Along With Misery, COVID-19 Unleashed Opportunities: Let’s Not Cram Them Back in the Box

In Greek mythology, Pandora released misery and suffering on the world, but hope remained. COVID-19 will do the same.

Along With Misery, COVID-19 Unleashed Opportunities: Let’s Not Cram Them Back in the Box

The ancient Greeks had a very different concept of hope, or elpis (ἐλπίς), than we do today. Elpis was used to define an expectation of the future that could be either positive or negative, in contrast to how we understand hope today—an anticipation of something positive. The ancient Greeks even had an explanation for how hope was created. In Greek mythology, Pandora was the first woman on earth, created by the ancient Greek gods as a punishment to mankind following Prometheus’ theft of fire. The gods each gave Pandora a gift that was contained in a box but was told never to open it. Many physicians and scientists may sympathize with Pandora’s predicament: her curiosity got the better of her and she succumbed to the urge to investigate further and opened the box.

The rest, as they say, is history. Greed, envy, hatred, pain, disease, hunger, poverty, war, and death were released onto mankind. Hoping to prevent the spread of this misery and suffering, Pandora tried to shut the box but only managed to halt the release of one of the “gifts” from the gods: elpis. As the myth goes, ever since Pandora opened her box, humans have been able to hold onto elpis/hope in order to survive whatever sorrows and hardships they encounter.

All of us will remember the opening of Pandora’s proverbial box at the end of 2019, with the spread of COVID-19 across the globe—a modern-day Greek tragedy with more than 293 million cases and 5.4 million deaths to date and climbing. We have firsthand experience of how COVID has affected our lives, both personally and professionally. All we had left at the end of 2021 was elpis in the truest sense of the ancient Greek definition—not necessarily the optimistic hope as we typically understand the term, but rather that of foreboding: spiraling hospitalizations, rising mortality, and further lockdowns and border closures, with no end in sight. The question many of us asked was: would it ever end?

I believe that this year will be different. Vaccination programs are rolling out across the globe, many of us are double-vaccinated and have received our boosters. Whilst cases of the Omicron COVID-19 variant are increasing exponentially, hospitalizations and mortality are not following this trajectory. Most borders are open. Most of us have reappraised our lives whilst traveling our own personal road to Damascus. We have discovered new passions and learnt to value the things most important to us—a journey that has brought me, personally, to the top of many a mountain.
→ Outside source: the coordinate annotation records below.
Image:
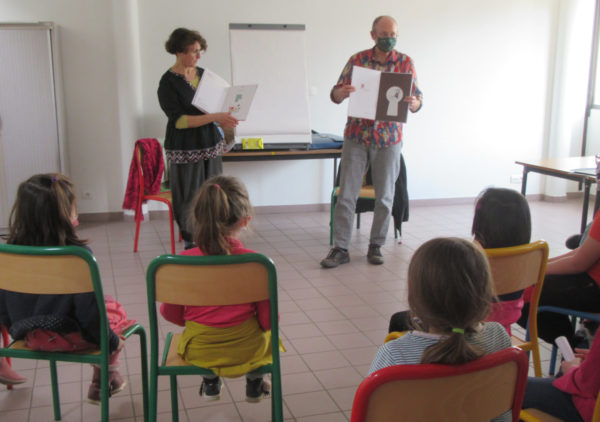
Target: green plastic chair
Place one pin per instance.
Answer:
(64, 270)
(208, 281)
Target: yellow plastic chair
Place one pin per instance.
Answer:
(534, 415)
(475, 391)
(208, 281)
(64, 270)
(516, 268)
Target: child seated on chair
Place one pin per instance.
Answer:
(231, 340)
(502, 219)
(572, 396)
(45, 214)
(450, 291)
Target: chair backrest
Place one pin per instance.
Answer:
(518, 267)
(53, 270)
(476, 391)
(212, 280)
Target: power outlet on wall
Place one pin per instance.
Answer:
(516, 179)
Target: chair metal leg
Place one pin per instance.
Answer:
(138, 219)
(6, 342)
(172, 231)
(104, 396)
(153, 391)
(144, 363)
(331, 220)
(174, 404)
(55, 391)
(552, 366)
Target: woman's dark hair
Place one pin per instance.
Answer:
(501, 219)
(221, 203)
(182, 38)
(42, 213)
(450, 289)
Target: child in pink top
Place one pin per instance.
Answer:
(502, 219)
(573, 395)
(231, 340)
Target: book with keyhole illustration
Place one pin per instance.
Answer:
(379, 95)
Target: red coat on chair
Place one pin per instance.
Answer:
(153, 167)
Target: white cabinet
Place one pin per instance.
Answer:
(30, 129)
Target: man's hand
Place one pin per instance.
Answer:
(566, 366)
(342, 92)
(413, 103)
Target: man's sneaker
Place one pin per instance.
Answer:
(210, 389)
(374, 255)
(572, 242)
(335, 257)
(257, 389)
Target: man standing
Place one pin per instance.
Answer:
(378, 143)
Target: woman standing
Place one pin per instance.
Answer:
(194, 140)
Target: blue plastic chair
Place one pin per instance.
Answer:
(574, 315)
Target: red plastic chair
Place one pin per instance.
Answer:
(476, 391)
(165, 197)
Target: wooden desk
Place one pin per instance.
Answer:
(563, 168)
(261, 155)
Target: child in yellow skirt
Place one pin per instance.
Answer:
(231, 340)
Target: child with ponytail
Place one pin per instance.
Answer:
(45, 214)
(450, 292)
(231, 340)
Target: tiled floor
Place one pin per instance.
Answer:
(331, 320)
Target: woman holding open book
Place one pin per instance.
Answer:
(194, 140)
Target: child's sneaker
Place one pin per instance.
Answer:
(257, 389)
(210, 389)
(8, 376)
(116, 383)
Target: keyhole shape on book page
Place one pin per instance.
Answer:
(394, 94)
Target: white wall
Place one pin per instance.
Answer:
(486, 68)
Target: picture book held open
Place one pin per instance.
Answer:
(215, 95)
(379, 95)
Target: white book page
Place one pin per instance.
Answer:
(363, 102)
(211, 92)
(238, 100)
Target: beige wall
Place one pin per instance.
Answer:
(487, 69)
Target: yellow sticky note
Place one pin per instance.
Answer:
(252, 143)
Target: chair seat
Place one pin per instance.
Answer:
(20, 345)
(165, 196)
(366, 192)
(173, 358)
(516, 341)
(541, 416)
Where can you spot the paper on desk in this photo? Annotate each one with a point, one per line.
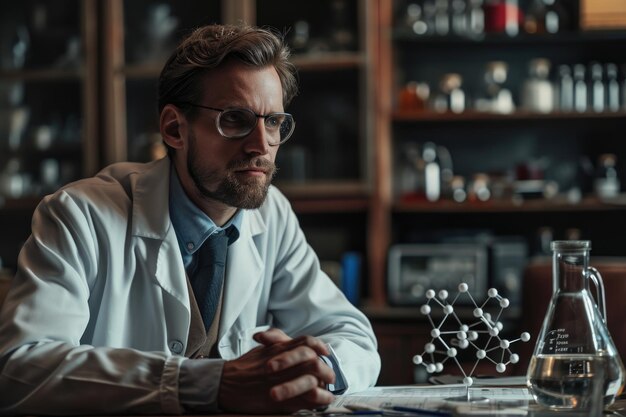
(436, 397)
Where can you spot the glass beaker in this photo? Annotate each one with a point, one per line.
(574, 348)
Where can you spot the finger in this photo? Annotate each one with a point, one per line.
(291, 358)
(314, 343)
(271, 336)
(295, 388)
(309, 400)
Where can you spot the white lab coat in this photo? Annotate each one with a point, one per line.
(98, 315)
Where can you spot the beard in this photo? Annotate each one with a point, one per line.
(232, 189)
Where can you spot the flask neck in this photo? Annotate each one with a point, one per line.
(570, 271)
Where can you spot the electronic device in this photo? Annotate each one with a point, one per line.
(497, 262)
(415, 268)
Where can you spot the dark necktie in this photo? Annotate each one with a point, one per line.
(208, 275)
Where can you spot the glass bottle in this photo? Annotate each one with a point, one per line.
(597, 87)
(580, 89)
(537, 91)
(574, 348)
(612, 87)
(606, 183)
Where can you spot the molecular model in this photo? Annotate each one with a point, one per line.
(466, 335)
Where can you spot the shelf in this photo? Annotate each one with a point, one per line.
(327, 197)
(507, 206)
(328, 61)
(430, 116)
(495, 39)
(42, 74)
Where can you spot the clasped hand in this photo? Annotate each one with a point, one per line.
(282, 375)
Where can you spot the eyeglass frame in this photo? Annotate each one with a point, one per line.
(256, 115)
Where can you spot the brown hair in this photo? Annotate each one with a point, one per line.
(209, 46)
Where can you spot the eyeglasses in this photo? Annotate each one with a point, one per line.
(234, 123)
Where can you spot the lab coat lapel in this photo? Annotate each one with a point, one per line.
(151, 221)
(244, 269)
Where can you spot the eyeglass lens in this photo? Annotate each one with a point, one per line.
(236, 123)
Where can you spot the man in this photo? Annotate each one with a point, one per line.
(107, 313)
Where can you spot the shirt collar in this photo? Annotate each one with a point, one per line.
(192, 225)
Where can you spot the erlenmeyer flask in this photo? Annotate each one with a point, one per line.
(574, 347)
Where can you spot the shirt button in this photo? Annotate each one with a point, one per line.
(176, 346)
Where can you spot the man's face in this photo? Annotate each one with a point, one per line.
(235, 172)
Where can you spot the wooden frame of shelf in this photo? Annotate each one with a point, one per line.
(431, 116)
(509, 206)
The story of Pandora’s box can also have a very different meaning to that originally penned. Whereas Pandora’s box only released misery and suffering irreversibly into the world, COVID-19 ushered in many positives that we should not try to return to the proverbial box. We have all learned to work differently, to live cautiously alongside the virus, to make better use of telehealth and digital technologies which for many years lay dormant, to do research differently, and to collaborate in novel ways with our peers. As many of our meetings went virtual, the number of registered delegates was three- to fourfold greater, allowing for greater participation of international faculty members who typically face insurmountable travel restrictions and costs, of female cardiologists who bore the brunt of COVID lockdowns closer to home, and of early-career faculty. Perversely, COVID-19 has done more for gender representation at cardiology congresses in 2 years than we have managed in two decades.

As much of our clinical work, our research, and our meetings return to in-person again, we cannot and should not try to reverse the global equitability and accessibility we have managed to achieve. This may be the year of elpis, but of a hope more familiar to all of us.